前回の冒頭にちょっとだけ触れただけなので忘れられていると思うが、驚きポイントその1があったのだから当然驚きポイントその2もある。
いや、寧ろコレが最大級のサプライズ(悪い意味で)だったな……。

俺がこの世界でやるべき史上目的は、例のボロボロマントの女を助け出す事だ。
……呼び名が無いとモノローグが面倒くさいな。さて置き、そいつを助けるのがこのゲームのクリア条件ってヤツなのだ。

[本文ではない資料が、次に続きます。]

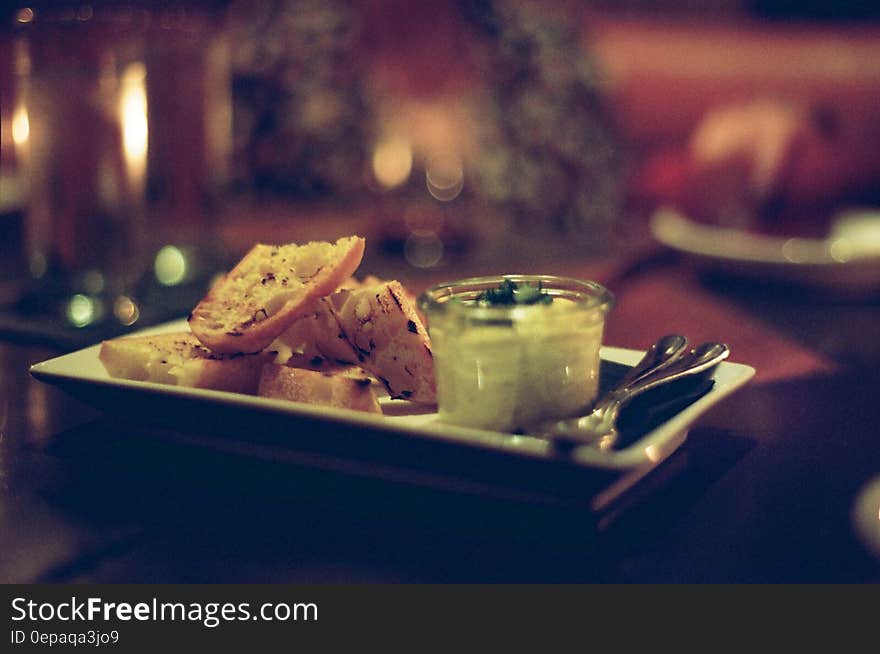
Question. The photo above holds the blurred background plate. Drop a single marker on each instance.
(847, 260)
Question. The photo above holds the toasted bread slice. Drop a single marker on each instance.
(317, 337)
(268, 290)
(376, 327)
(343, 389)
(389, 338)
(180, 359)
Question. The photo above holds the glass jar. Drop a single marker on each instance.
(508, 367)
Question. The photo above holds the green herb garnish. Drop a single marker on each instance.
(510, 293)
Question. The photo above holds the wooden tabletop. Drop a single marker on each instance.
(763, 490)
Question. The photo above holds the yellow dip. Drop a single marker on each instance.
(508, 367)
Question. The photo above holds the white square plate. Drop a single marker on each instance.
(82, 375)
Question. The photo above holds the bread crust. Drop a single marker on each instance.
(373, 326)
(342, 389)
(389, 339)
(268, 290)
(180, 359)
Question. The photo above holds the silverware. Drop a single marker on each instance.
(666, 361)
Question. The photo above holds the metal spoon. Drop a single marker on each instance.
(599, 427)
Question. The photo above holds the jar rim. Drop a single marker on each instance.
(584, 294)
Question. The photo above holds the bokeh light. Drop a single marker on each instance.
(170, 266)
(392, 162)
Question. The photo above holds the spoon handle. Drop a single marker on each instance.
(665, 351)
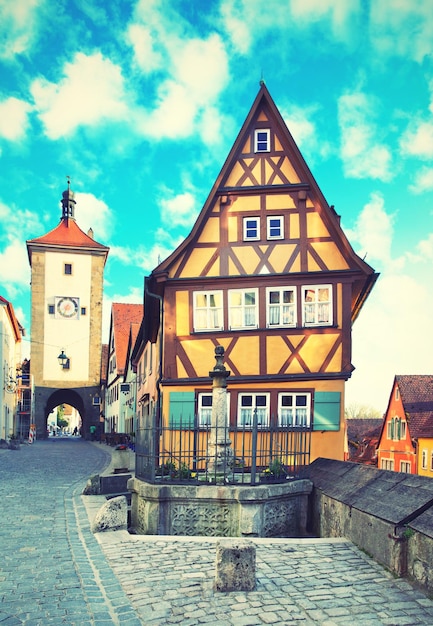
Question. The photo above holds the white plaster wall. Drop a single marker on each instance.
(70, 335)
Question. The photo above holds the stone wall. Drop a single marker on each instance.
(387, 514)
(220, 511)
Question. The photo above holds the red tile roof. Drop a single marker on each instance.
(66, 234)
(416, 392)
(124, 315)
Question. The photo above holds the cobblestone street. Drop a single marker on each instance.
(54, 571)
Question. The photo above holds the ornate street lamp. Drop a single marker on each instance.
(63, 360)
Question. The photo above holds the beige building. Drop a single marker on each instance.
(67, 267)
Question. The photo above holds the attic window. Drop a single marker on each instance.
(262, 141)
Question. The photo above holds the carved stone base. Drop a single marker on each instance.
(220, 511)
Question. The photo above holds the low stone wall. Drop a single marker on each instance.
(221, 511)
(387, 514)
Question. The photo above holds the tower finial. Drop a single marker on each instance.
(68, 201)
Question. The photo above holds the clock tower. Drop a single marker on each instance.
(67, 269)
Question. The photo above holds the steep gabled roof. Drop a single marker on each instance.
(66, 235)
(246, 173)
(16, 326)
(123, 316)
(416, 392)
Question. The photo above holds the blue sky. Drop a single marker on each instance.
(140, 103)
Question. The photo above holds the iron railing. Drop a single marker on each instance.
(255, 454)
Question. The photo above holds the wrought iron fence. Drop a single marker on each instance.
(253, 455)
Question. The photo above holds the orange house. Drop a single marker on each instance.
(268, 274)
(406, 439)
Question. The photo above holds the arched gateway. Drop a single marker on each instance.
(67, 268)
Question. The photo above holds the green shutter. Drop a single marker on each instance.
(327, 410)
(181, 410)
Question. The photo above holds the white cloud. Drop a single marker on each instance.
(91, 91)
(18, 26)
(403, 28)
(13, 118)
(362, 154)
(147, 57)
(91, 212)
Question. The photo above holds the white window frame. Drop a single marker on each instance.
(247, 228)
(280, 218)
(316, 306)
(212, 316)
(296, 415)
(245, 412)
(262, 140)
(204, 413)
(280, 310)
(243, 310)
(387, 464)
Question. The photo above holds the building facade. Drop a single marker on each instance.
(67, 267)
(268, 274)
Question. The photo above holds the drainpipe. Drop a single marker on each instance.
(161, 337)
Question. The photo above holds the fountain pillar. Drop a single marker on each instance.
(220, 453)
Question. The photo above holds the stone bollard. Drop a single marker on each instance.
(235, 565)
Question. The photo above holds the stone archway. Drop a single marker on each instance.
(66, 396)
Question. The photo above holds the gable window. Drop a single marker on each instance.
(387, 464)
(243, 308)
(250, 404)
(294, 409)
(275, 227)
(251, 228)
(262, 140)
(280, 306)
(317, 305)
(208, 310)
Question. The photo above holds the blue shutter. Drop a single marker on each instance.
(327, 410)
(181, 409)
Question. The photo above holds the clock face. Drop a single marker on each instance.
(67, 307)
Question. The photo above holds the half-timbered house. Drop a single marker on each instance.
(268, 274)
(406, 439)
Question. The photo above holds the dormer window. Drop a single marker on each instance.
(251, 228)
(262, 140)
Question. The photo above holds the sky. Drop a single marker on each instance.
(140, 102)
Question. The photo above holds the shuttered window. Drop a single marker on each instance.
(181, 410)
(327, 410)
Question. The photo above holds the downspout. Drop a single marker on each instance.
(161, 337)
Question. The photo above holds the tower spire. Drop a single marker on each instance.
(68, 202)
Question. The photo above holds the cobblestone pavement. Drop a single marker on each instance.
(54, 571)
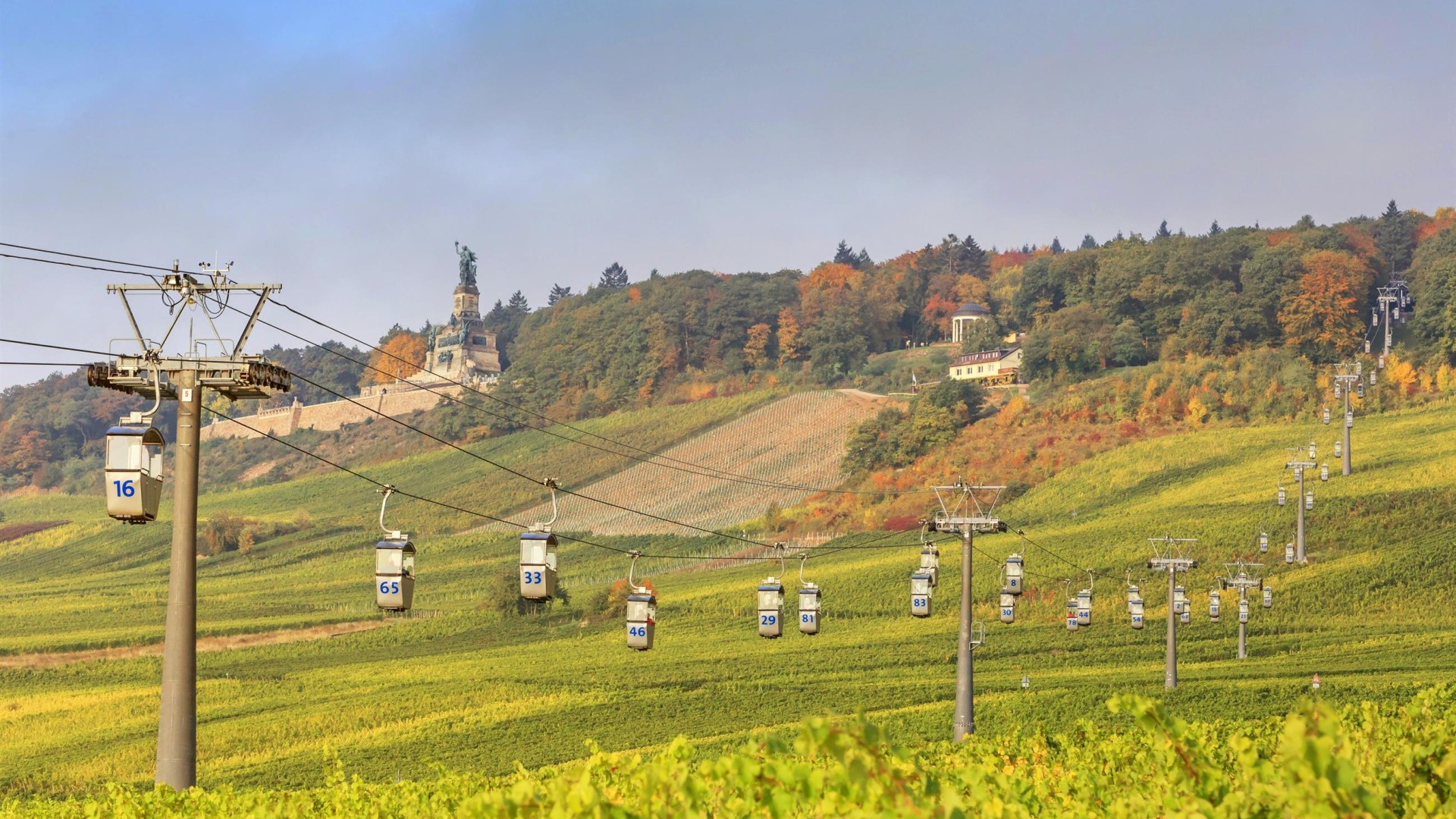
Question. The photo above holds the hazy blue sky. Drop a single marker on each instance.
(343, 148)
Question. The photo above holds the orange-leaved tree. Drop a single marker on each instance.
(400, 357)
(1326, 319)
(756, 350)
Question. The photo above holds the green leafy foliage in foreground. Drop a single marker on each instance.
(1360, 761)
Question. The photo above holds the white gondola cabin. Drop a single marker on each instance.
(930, 563)
(538, 566)
(1015, 575)
(921, 595)
(641, 618)
(770, 608)
(395, 573)
(808, 608)
(133, 472)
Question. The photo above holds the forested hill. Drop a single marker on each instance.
(673, 338)
(1126, 300)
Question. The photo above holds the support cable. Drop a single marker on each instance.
(651, 455)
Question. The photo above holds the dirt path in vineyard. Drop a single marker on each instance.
(202, 645)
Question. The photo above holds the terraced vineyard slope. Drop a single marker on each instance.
(794, 441)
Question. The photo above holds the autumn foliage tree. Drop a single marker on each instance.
(400, 357)
(788, 337)
(1324, 319)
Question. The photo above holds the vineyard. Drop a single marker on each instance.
(1367, 760)
(463, 684)
(795, 441)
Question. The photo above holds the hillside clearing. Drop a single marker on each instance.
(797, 441)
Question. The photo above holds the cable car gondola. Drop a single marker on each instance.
(134, 472)
(538, 564)
(1014, 575)
(641, 611)
(770, 602)
(921, 592)
(394, 564)
(810, 602)
(133, 464)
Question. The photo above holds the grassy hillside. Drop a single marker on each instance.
(105, 585)
(1373, 614)
(799, 441)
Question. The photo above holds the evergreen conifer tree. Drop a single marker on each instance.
(1394, 238)
(615, 276)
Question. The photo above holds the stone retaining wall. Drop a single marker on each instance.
(281, 420)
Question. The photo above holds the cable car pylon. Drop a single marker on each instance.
(965, 510)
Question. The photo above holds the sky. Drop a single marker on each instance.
(341, 149)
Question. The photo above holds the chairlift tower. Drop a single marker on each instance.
(1238, 577)
(1347, 375)
(1386, 297)
(967, 509)
(1169, 557)
(1299, 465)
(182, 379)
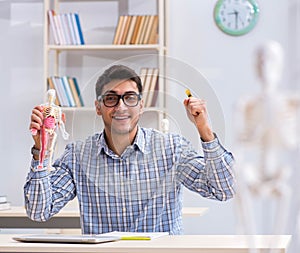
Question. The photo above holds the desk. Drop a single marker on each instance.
(166, 244)
(67, 218)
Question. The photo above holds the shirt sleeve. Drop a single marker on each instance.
(46, 193)
(211, 174)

だから、俺は今回の挑戦の時、時間が1年以上も巻き戻されている事に驚きつつも、先ずはあの女を捜して方々走り回ったのだ。
……しかし校長室に行っても何処に行っても、俺が助けるべきあの女の姿が無かった。
力を使い過ぎて何処かで休んでるのかと思ったが、俺はこの1年、結局アイツを見つけることは出来なかったのだ。

このままバッドエンドかと思って、全てに絶望しかけたが―――それでも俺は一筋の光明に賭けて、この1年をゲームクリアのための下準備に費やした。勝つためには短すぎる1年と言う時間が、とても長い戦いに感じられたのがあまりに矛盾していて、自嘲しながら。


「お前の苦労話など興味は無い。寧ろ私の苦労話を聞けぇっ! 貴様はどれだけ待たせれば気が済むのだッ!」
「いや、1年も巻き戻したのはお前だろうが」
「お前がアホをするからロールバックの制御が利かなかったんだ! だから全部お前の所為だ!」


まぁ、そんな回想をしつつ、例のボロボロマントは今まさに隣に居るんだけどな。
始業式の後に校長室に行ったら、今まで現れる気配も無かったのに突然居たんだ。
心配させやがって。


「あーもう悪かった。俺が悪ぅござんしたよ」
「千回ごめんなさいと言ったら特別に許してやる!」
「千回ごめんなさい」
「誰が頓智を使えと言ったッ!!」
「しーましェーン!」


これ以上ふざけると可哀想なのでコレくらいにしておく。
一体この1年間何があったのか知らんけど、こいつにしては珍しくホントに泣きそうだったからな。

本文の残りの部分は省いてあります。